The fact that we are sometimes unconnected is a strong motivation behind local Web servers like Java Card 3.0. I have sometimes doubted that, claiming that our world is becoming increasingly connected.
I am just back from JavaOne, and my major headache during that trip has been connectivity (yes, this was a trip to San Francisco and the Silicon Valley, one of the most connected areas of the world. I also happen to be quite a connected guy, as I traveled with a WiFi-enabled PC, a WiFi-enabled iPod Touch, and a rather old Windows Mobile-based GSM phone (also WiFi-enabled).
In such a context, I did not really anticipate connectivity issues, I have accumulated a number of different issues over the week, all different:
- Roaming. My data connection worked rather well on various networks, which is a big difference from a few years ago. However, roaming fees are far from cheap, and it is very difficult to follow them, which really limited my use of that phone.

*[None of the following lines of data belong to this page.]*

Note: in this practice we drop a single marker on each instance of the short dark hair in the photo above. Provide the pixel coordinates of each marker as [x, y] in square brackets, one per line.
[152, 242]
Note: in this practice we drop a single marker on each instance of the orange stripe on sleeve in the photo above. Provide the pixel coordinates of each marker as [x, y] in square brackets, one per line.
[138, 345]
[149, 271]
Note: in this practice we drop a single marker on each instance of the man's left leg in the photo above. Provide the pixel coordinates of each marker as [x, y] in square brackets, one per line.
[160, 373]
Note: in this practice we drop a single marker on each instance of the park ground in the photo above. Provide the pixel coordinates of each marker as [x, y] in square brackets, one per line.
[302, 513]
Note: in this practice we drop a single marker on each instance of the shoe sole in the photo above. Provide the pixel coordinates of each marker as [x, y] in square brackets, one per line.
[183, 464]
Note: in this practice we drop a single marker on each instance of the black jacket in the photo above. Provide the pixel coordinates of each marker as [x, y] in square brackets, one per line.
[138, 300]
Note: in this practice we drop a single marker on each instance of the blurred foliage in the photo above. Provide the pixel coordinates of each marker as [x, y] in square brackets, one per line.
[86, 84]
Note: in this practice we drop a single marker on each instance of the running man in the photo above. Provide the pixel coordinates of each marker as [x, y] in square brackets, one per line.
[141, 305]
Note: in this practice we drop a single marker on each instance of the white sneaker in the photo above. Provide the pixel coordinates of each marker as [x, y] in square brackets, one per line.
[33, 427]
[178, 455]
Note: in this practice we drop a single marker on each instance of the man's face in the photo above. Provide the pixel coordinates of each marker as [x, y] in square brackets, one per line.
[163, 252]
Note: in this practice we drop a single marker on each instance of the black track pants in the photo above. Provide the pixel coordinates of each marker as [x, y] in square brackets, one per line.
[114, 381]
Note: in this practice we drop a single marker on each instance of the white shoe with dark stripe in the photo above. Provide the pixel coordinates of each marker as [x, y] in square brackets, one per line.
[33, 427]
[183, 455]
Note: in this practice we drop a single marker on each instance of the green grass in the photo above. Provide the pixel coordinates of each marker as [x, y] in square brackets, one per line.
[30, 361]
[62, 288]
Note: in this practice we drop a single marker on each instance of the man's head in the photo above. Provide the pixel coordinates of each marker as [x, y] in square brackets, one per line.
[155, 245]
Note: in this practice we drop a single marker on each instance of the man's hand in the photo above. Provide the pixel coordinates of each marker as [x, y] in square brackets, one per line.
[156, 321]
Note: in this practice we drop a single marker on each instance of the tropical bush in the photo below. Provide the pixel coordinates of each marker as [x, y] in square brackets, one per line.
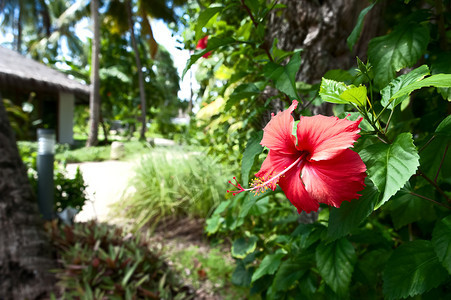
[174, 183]
[100, 261]
[68, 192]
[394, 240]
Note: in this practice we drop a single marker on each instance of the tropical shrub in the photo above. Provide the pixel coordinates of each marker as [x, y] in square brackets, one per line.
[394, 240]
[100, 261]
[68, 192]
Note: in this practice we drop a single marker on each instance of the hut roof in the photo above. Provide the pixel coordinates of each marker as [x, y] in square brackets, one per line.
[22, 72]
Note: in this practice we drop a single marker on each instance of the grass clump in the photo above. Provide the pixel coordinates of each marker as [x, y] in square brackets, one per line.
[174, 183]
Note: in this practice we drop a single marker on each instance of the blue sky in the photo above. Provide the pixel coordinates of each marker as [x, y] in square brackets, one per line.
[162, 35]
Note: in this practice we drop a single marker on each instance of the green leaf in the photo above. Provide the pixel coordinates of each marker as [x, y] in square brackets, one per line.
[444, 128]
[400, 82]
[243, 91]
[439, 80]
[330, 91]
[213, 224]
[406, 208]
[242, 247]
[442, 64]
[399, 49]
[335, 263]
[253, 149]
[441, 239]
[284, 77]
[412, 269]
[269, 265]
[355, 95]
[242, 276]
[339, 75]
[436, 156]
[354, 36]
[213, 44]
[291, 270]
[391, 166]
[205, 16]
[351, 214]
[249, 201]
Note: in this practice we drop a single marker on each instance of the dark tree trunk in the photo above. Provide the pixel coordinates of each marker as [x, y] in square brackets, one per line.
[19, 29]
[142, 92]
[25, 252]
[320, 29]
[94, 98]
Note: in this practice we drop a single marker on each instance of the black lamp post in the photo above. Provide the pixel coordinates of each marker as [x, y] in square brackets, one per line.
[46, 152]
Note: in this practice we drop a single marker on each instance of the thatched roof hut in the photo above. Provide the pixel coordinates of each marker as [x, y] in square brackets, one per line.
[22, 72]
[53, 93]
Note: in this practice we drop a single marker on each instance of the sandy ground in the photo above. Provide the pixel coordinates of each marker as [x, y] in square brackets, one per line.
[107, 182]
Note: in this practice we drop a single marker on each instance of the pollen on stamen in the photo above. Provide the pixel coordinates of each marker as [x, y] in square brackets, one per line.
[236, 185]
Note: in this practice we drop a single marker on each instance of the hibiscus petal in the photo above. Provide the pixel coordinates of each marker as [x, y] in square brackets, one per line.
[326, 137]
[277, 134]
[336, 180]
[274, 164]
[294, 189]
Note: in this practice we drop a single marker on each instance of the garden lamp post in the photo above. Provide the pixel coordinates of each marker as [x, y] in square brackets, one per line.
[46, 151]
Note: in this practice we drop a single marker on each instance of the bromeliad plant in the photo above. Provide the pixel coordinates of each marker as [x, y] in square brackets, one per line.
[382, 226]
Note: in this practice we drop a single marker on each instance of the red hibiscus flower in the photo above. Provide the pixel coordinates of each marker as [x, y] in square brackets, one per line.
[202, 44]
[315, 166]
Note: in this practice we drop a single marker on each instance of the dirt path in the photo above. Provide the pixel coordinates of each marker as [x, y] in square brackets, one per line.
[106, 183]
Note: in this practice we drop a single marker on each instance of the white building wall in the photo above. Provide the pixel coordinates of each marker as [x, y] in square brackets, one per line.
[66, 118]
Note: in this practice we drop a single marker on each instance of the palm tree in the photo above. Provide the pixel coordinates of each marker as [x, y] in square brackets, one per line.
[94, 98]
[142, 92]
[63, 16]
[22, 14]
[145, 9]
[25, 252]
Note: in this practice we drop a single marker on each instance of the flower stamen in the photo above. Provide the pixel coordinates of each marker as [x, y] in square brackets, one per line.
[261, 184]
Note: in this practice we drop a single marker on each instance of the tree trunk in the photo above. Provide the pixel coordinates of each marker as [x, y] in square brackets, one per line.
[320, 28]
[142, 92]
[94, 98]
[19, 29]
[25, 252]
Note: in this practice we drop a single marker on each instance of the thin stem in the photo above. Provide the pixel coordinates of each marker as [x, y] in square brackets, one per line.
[429, 199]
[434, 185]
[425, 145]
[310, 102]
[388, 122]
[264, 184]
[441, 162]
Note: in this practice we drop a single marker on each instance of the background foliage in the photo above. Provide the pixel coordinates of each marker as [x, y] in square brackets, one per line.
[392, 241]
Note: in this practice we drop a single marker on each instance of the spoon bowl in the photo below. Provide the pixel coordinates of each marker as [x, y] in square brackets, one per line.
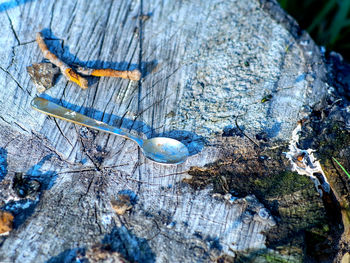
[165, 150]
[159, 149]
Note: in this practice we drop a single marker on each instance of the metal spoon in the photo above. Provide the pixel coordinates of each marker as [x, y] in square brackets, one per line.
[159, 149]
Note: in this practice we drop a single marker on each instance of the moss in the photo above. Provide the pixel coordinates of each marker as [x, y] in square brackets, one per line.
[281, 184]
[267, 256]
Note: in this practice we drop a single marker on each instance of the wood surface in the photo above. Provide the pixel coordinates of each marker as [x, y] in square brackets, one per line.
[203, 64]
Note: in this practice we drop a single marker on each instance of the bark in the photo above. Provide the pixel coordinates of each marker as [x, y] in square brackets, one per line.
[230, 79]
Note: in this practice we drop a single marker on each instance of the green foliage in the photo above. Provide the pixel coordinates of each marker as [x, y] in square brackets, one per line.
[328, 21]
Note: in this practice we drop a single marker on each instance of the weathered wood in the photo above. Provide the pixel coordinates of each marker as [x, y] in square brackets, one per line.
[206, 67]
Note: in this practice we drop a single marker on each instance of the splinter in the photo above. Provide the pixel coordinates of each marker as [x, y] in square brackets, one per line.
[67, 71]
[125, 74]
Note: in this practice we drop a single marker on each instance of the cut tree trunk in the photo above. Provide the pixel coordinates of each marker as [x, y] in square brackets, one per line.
[230, 79]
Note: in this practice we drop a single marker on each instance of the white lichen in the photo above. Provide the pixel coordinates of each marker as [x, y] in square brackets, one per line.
[305, 163]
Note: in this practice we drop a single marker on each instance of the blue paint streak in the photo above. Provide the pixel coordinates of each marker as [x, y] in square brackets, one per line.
[12, 4]
[3, 163]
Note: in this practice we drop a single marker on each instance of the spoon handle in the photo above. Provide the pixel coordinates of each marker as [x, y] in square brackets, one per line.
[57, 111]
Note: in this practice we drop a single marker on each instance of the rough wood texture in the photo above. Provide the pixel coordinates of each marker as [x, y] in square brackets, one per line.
[206, 65]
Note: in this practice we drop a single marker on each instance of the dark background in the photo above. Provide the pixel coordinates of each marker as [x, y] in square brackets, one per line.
[327, 21]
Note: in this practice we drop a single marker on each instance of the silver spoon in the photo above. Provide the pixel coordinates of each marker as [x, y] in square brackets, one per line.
[159, 149]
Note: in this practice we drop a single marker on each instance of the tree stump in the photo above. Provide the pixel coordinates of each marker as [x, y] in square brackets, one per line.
[230, 79]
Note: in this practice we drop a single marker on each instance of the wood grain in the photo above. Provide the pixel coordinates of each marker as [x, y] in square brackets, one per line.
[203, 63]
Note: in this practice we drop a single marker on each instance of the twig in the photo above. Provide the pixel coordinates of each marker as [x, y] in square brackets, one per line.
[67, 71]
[125, 74]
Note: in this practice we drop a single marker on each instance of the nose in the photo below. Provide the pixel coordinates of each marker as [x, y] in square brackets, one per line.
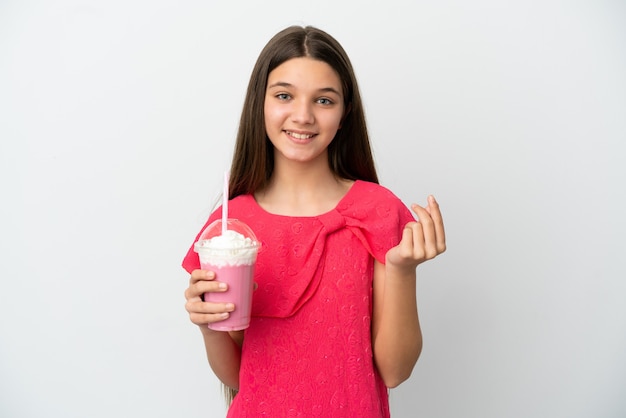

- Bad service. My hotel was supposed to deliever free WiFi service, but that service turned out to be really unreliable. Most of the time, my PC was not able to access the Web in good conditions. However, the service always worked on he iPod Touch, for some reason unknown to me.
- Overload. I was attending the JavaOne conference, trying to blog live from the show. Well, this did not always work, because JavaOne is a geek conference, and WiFi endpoints can become saturated at times. You then get this “Cannot connect” message, and no network access.
- Software compatibility issues. That’s another problem that I knew about, and which turned out to be a bit painful. I once got a bit lost in San Jose, in a car, and with my phone connection being the only connection to the world. I tried two sites, but both of them told me that my phone was an antique, and that they did not support my browser. Also, in my hotel room, I ran into problems while painfully surfing on my iPod Touch, because I encountered a few Flash-based Web sites (not supported on the iPod Touch).
The only thing that did not occur in that trip is the most obvious connectivity issue: No connection. At all times, I was always connected, at least through the GSM network.
Beside significant headaches and an unwanted in-depth knowledge of WiFi connection management, all these problems allowed me to learn one important thing the way: Don’t take connectivity for granted.
This of course implies that there is an opportunity for local servers, and that this opportunity will be around for a while. It definitely justifies initiatives like the PlugDB project, but there are also many other things that can be performed there.